Yeah, I hear you. You can take the concepts and apply them elsewhere, including meeting women you are actually interested in having a relationship with. But I think it's very hard for someone who learns the craft of being a PUA, as I understand it, to not just be player and nothing more, at least initially. Then again, I don't know all that much about it. I read most of The Game and saw the TV show, but that's it.

On an aside, Alamo- What is it like being a late-30s PUA? Do you find your age is a deal breaker for a lot of younger women, or do you mainly date in your own age bracket? Do you not bring it up, or is there a PUA protocol for us old guys to put it out there so we can then dismiss it and move on? I know you said you were in Europe, so maybe it's a non-issue there. I'm curious because I look really young for my age, like ten years younger, so it always ends up being a big deal for me when women find out how old I am. Are there specific tips for older PUAs? Help a brother out.
02-04-2009 , 01:04 AM
Well, I can only speak of my own experience. I am in Asia right now, by the way.

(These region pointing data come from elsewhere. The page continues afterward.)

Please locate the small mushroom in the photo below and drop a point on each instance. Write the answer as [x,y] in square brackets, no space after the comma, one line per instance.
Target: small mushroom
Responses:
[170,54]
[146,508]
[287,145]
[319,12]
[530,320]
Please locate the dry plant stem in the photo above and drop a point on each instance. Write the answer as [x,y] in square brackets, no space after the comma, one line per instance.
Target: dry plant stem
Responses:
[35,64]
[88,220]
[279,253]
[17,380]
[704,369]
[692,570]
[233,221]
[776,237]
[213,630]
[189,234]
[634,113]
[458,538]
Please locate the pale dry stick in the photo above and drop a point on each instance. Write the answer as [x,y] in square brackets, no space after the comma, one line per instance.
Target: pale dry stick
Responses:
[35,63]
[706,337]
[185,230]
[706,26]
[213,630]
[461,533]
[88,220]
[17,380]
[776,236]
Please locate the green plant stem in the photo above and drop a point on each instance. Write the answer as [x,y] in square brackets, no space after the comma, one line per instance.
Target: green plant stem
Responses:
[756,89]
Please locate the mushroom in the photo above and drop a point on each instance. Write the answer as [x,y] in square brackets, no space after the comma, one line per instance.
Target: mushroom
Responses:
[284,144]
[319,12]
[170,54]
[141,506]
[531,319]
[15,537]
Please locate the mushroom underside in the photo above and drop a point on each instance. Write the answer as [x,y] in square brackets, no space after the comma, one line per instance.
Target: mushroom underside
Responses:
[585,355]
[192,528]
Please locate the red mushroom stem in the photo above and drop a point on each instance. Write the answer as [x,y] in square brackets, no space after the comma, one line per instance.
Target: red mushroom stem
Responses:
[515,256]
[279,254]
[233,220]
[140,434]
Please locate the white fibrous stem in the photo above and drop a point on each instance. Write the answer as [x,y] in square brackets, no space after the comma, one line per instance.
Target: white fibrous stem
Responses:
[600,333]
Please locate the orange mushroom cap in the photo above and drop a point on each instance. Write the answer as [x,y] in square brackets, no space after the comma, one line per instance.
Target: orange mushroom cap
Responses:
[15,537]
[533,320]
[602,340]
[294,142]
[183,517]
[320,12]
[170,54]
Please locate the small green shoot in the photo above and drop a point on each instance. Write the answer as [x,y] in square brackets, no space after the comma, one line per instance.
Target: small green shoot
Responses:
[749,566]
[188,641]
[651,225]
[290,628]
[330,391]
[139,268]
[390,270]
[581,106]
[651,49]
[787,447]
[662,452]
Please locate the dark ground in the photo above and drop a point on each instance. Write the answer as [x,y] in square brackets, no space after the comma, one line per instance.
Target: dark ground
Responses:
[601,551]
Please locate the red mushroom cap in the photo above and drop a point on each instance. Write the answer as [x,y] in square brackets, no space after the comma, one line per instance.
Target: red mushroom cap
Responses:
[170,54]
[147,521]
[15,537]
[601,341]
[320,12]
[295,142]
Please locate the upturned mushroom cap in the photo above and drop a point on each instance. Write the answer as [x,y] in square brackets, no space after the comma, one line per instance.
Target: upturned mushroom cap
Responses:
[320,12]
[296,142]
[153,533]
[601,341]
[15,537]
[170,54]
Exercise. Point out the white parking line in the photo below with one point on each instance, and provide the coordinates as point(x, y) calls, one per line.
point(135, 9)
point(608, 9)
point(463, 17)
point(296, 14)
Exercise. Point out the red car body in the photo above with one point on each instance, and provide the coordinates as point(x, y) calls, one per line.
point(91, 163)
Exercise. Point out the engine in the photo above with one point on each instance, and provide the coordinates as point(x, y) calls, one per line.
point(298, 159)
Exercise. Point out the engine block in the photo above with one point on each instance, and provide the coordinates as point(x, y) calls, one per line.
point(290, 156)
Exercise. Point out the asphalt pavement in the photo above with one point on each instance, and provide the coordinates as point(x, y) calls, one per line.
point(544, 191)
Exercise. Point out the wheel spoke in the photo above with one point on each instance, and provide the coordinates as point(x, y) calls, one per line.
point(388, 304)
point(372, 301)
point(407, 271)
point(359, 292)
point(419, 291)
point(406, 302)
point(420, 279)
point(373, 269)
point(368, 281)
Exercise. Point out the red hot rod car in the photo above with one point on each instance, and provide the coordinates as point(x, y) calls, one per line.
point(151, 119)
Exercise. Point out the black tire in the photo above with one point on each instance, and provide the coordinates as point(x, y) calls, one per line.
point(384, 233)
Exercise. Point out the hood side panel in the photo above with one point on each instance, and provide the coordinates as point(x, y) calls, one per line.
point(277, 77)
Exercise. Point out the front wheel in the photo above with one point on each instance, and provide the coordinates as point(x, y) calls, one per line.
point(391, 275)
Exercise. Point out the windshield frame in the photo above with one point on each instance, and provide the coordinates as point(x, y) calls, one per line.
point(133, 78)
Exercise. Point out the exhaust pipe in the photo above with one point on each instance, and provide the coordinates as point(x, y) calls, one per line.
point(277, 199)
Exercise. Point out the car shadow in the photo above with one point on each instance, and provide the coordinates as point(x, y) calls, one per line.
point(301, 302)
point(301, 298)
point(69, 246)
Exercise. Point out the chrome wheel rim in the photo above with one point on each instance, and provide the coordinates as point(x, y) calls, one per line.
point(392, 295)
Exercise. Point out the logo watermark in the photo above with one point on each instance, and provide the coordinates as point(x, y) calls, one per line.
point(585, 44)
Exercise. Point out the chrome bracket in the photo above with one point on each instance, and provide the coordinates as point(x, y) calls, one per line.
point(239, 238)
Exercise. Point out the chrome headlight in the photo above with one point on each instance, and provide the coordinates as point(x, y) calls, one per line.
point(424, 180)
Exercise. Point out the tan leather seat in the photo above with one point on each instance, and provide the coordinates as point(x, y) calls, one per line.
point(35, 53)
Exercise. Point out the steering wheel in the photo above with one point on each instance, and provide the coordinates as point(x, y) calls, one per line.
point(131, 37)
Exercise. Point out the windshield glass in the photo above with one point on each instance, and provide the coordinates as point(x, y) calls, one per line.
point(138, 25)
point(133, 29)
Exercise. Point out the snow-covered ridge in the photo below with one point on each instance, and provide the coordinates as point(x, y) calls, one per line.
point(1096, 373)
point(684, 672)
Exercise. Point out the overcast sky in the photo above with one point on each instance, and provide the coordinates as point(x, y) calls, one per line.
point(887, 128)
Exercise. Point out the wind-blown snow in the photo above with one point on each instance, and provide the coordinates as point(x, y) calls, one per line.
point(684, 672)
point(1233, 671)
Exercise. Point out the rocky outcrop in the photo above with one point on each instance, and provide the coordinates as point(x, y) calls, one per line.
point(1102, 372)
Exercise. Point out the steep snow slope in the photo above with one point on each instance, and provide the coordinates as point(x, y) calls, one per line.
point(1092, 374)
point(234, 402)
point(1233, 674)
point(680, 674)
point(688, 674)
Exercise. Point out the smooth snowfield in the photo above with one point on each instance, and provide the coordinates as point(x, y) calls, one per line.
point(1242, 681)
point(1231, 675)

Seeing that here older age is much less of an issue, I would say an advantage even, I have dated girls of 19 to women of 35+. Also, in Europe it would vary from early twenties to mid thirties.

I think that as long as you don't make a big deal about it, she will also not. If a girl asks me for my age I always respond with some nonsense, then say it is just a number anyway, ask her with disdain if she thinks that is of such importance, if she is shallow, and that is that in general.

For a little while at least, and when she really starts getting into you it doesn't matter anyway.